Caccia ai droidi ribelli: pro e contro
Partendo dai lati positivi: le indagini sulla ribellione dei droidi consentono di aprire uno spaccato sul microcosmo dei droidi che raramente trova il dovuto spazio nell’universo starwarsiano e che offre il solito mix di ‘umanità meccanica’, umorismo, malinconia e curiosità. Impeccabili e sempre coinvolgenti le scene d’azione, tra inseguimenti, sparatorie e colpi di scena, e impossibile non mancare il tris d’assi che la produzione cala sul tavolo in termini di casting: Jack Black e Lizzo nei panni dei reggenti planetari e Christopher Lloyd in quelli del Commissario Helgait. Grandi nomi destinati a fare furore presso il pubblico generalista, a cui The Mandalorian ha sempre saputo strizzare l’occhio con più successo di qualsiasi altra produzione stellare. Aggiungiamoci un design del pianeta dai toni esotici, futuribili e vagamente surreali, e il fascino non manca.
Un finale frettoloso?
Il succo della storia arriva negli ultimi dieci minuti dell’episodio, quando il faccia a faccia tra Bo-Katan e il resto dei Mandaloriani può finalmente andare in scena, ma vuoi per il tempo limitato a disposizione, vuoi per la necessità di chiudere certe sottotrame più per dovere che per convinzione, l’impeto narrativo è un po’ fiacco. L’esito del duello tra Bo e Axe non è mai in discussione e il passaggio di testimone della spada oscura (anch’esso da tempo scontato, gli unici dubbi erano sul come) rischiano di strappare un ‘tutto qui’?
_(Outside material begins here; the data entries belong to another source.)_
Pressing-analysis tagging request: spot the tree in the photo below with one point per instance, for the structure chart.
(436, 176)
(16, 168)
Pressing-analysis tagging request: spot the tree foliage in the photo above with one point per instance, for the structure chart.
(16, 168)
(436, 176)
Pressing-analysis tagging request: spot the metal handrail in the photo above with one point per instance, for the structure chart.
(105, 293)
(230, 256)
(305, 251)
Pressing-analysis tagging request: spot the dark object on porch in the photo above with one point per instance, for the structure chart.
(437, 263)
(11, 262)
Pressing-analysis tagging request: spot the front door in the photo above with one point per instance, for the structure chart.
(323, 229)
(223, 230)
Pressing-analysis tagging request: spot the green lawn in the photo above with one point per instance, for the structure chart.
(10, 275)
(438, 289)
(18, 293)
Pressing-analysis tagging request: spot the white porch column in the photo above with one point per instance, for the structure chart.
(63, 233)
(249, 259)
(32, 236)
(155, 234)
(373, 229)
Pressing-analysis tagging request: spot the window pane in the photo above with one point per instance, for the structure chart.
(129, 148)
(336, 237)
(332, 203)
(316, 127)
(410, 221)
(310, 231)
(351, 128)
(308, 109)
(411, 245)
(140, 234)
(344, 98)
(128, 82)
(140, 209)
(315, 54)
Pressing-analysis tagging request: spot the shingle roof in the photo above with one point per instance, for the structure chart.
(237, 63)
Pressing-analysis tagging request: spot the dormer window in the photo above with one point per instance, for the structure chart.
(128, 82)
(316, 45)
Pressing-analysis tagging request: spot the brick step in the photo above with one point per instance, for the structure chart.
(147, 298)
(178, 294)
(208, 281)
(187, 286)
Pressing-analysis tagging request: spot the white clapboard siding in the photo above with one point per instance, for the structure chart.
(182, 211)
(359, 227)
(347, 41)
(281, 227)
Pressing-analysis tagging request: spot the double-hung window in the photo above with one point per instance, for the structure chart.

Intendiamoci, i pezzi per un finale interessante stanno comunque andando al loro posto, ma ormai appare quasi certo che ad avere un arco narrativo degno di questo nome in questa terza stagione è la Bo-Katan di Katee Sackhoff, che relega Din e Grogu sullo sfondo o al più li recluta come comprimari. Buon per lei che è un ottimo personaggio, peccato per gli altri due, che ormai per il grosso della stagione hanno girovagato al seguito delle necessità dell’ospite di turno più che seguire un percorso personale. È senz’altro vero che le due puntate finali possono ancora dire molto da questo punto di vista, ma con sei episodi alle spalle, iniziare a tirare le somme è ormai lecito. Che il grande successo riscosso da The Mandalorian abbia spinto gli showrunner a dilatare su più stagioni quella che in origine era una trama concepita più compatta?